One of the delights of daylilies is the abundance of flowers that they produce in summer, but what’s the reason why some of the buds don’t open? The problem is more pronounced in certain areas, but it seems to be spreading. At first glance it may not be obvious that there’s anything wrong – just one or two buds that don’t open on an otherwise healthy looking plant. But given time, you may find that the problem is much more noticeable and none of the flower buds open properly. The root cause could simply be that you’re not giving the plants the conditions they need, but a tiny menace in the form of hemerocallis gall midge is starting to vex gardeners by damaging the buds before they get chance to open.

And, as the blooms of these popular plants only last a day, as their name implies, it’s crucial that you make every bud count. With careful observation and a little know-how, you can maximise the performance of your plants and ensure the best show for summer.

What stops daylily flower buds from opening

Hemerocallis gall midge made its first appearance in the UK in 1989 and since then has been spreading to affect plants throughout England, Wales and parts of Scotland. It is also established in others parts of the world where daylilies are grown. The main symptoms of infection with this pest are that the flower buds are abnormally swollen, with some puckering of the immature petals. Infected blooms are often discoloured and fail to open.

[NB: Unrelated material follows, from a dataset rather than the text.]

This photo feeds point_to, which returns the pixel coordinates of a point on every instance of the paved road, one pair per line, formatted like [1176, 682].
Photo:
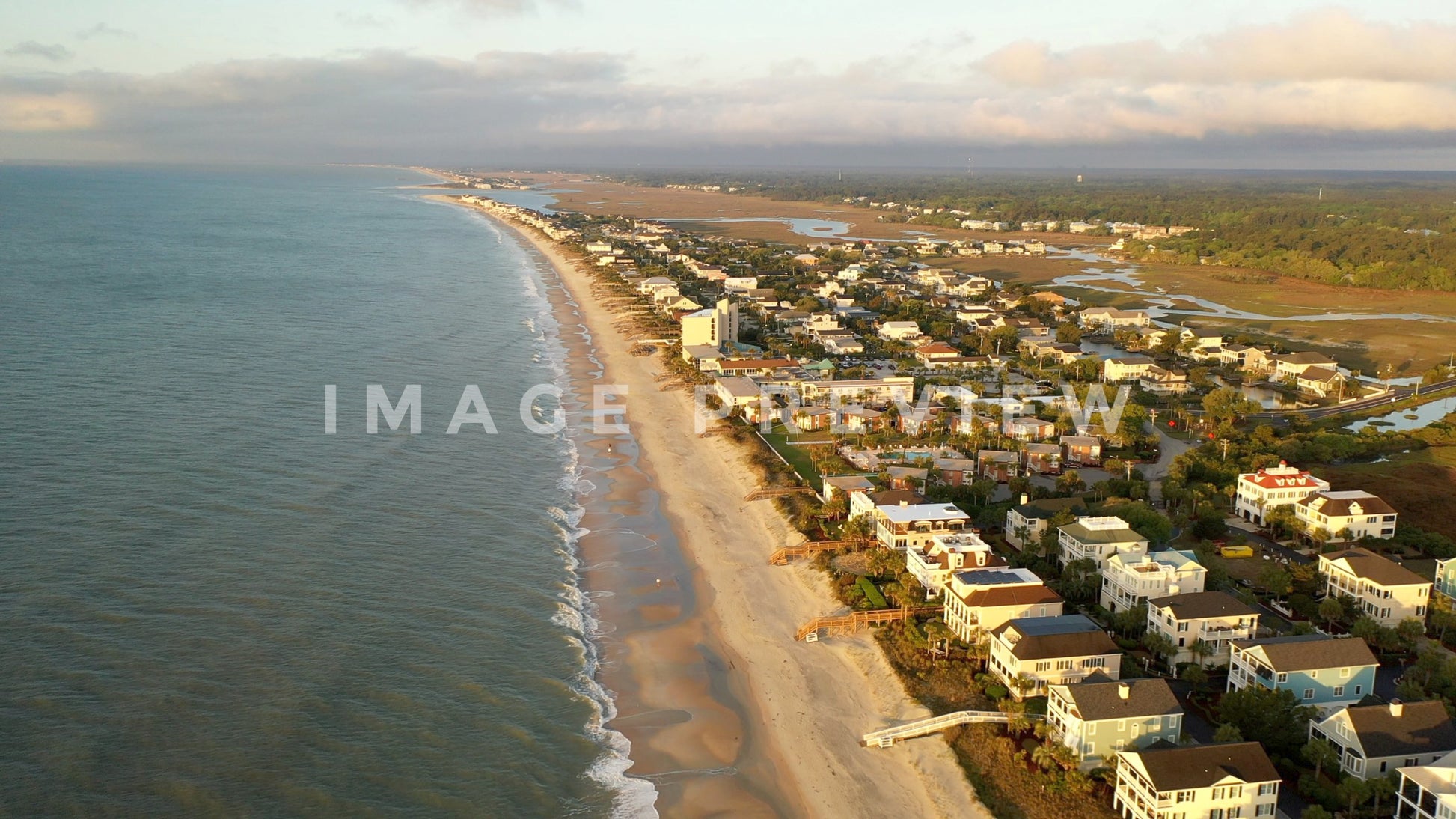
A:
[1401, 392]
[1168, 448]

The damage is caused by the larvae of a tiny fly that lays its eggs at the top of the developing flower stalk, just as the buds are starting to swell. Once the eggs hatch, the resulting larvae start to feed on the sugary tissues of the bud. This causes the cells of the developing flower bud to divide in a less organised way, distorting it and stopping its development.

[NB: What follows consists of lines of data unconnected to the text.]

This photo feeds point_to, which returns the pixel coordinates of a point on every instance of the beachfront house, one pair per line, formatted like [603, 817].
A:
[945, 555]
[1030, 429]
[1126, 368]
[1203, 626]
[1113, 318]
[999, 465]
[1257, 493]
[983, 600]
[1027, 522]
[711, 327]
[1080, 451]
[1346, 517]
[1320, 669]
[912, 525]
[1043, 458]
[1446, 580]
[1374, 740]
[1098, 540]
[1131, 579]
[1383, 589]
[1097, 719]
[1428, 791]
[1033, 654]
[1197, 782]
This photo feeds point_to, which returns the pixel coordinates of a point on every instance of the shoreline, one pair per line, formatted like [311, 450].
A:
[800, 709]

Breaking open the damaged buds reveals the larvae themselves, in the form of see-through, fly maggots, 2-3mm in length. Early- and mid-season varieties of hemerocallis are most affected due to the lifecycle of the fly. Daylilies that flower from late July onwards are usually unaffected. And while it damages the flowers the rest of the plant remains healthy and unaffected.

How do you get rid of hemerocallis gall midge

This fly and it’s larvae only infect hemerocallis plants. Once fed, the larvae drop from the plants and turn into cocoons which survive in the soil to hatch into the adults in the following spring.

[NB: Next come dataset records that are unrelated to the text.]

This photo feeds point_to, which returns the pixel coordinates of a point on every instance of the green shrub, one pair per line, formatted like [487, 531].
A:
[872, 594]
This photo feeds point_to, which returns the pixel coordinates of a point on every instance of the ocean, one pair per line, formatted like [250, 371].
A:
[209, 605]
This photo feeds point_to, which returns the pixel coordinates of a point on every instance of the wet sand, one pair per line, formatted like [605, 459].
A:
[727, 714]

There is no chemical treatment available for the prevention of hemerocallis gall midge and the only way to limit its incidence is to check the plants assiduously and pick off the infected flower buds. These should be destroyed, along with the maggots. Infected plants nearby in other gardens may provide sources of re-infection. Physical barriers in the form of fine horticultural mesh may prevent the adult flies laying their eggs on the developing flower buds, but it is difficult to surround the tip of the entire flower stalk. Birds and amphibians may take some of the adult flies and larvae, but do not appear to offer high levels of control.

So, sadly, until an effective biological control is introduced, there seems to be little that can be done, other than hand picking or avoiding early varieties of these lovely flowers.